Secondary Prevention

  • Close monitoring of patients with known bradycardia or conduction abnormalities
  • Timely adjustment of medications that may exacerbate bradycardia
  • Pacemaker follow-up to ensure optimal function and prevent complications

References

  1. Marriott HJ, Henry WL. Clinical Electrocardiography: A Textbook. 8th ed. Philadelphia: Elsevier; 2018.
  2. Zipes DP, Jalife J. Cardiac Electrophysiology: From Cell to Bedside. 7th ed. Philadelphia: Elsevier; 2018.
  3. Fuster V, Walsh RA, Harrington RA. Hurst’s The Heart. 15th ed.
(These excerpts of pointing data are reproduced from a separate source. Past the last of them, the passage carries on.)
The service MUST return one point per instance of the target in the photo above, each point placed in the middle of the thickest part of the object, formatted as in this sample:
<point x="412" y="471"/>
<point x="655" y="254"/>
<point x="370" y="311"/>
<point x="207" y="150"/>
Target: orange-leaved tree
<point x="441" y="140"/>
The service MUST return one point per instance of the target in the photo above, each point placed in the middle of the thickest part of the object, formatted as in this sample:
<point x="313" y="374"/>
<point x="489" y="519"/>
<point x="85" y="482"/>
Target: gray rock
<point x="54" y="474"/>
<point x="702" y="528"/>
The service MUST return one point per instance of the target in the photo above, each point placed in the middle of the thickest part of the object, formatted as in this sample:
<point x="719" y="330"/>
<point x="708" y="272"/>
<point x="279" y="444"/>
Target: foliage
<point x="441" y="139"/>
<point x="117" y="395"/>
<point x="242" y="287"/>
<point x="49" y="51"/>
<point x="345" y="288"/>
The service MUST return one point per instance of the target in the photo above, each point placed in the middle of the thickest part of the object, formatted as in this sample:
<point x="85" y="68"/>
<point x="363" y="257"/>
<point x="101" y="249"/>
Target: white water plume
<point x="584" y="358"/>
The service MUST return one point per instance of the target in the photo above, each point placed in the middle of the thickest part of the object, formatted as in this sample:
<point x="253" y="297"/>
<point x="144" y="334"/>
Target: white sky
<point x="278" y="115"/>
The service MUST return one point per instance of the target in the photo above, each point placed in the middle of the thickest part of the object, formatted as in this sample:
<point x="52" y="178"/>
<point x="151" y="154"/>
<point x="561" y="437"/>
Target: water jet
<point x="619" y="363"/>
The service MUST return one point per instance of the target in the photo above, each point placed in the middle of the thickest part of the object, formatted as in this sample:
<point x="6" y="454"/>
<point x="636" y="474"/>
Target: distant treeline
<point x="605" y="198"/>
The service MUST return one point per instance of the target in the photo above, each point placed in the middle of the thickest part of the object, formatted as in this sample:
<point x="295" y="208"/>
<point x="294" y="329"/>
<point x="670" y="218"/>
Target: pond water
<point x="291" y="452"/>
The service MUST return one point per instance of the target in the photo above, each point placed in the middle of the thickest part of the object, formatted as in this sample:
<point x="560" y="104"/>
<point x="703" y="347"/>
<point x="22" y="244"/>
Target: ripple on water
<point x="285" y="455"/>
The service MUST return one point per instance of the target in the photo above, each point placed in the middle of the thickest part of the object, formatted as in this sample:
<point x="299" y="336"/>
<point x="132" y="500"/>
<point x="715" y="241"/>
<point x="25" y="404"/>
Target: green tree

New York: McGraw-Hill; 2022.
  4. Al-Khatib SM, Stevenson WG, Ackerman MJ, et al. 2017 AHA/ACC/HRS Guideline for Management of Patients With Ventricular Arrhythmias and the Prevention of Sudden Cardiac Death. Circulation. 2018;138:e272–e391.
  5. Brignole M, et al. 2018 ESC Guidelines for the Diagnosis and Management of Syncope. European Heart Journal. 2018;39:1883–1948.
  6. Goldberger ZD, et al. Evaluation and Management of Bradycardia. N Engl J Med. 2019;380:1433–1442.
  7. Kusumoto FM, et al. 2018 ACC/AHA/HRS Guideline on the Evaluation and Management of Patients With Bradycardia and Cardiac Conduction Delay. J Am Coll Cardiol. 2019;74:e51–e156.
  8. Fitzgerald PJ. Pathophysiology of Bradycardia and Conduction Disorders. Progress in Cardiovascular Diseases. 2020;63:43–52.
  9. Goldberger AL, et al. Clinical Approach to Bradycardia. Lancet. 2021;398:1223–1234.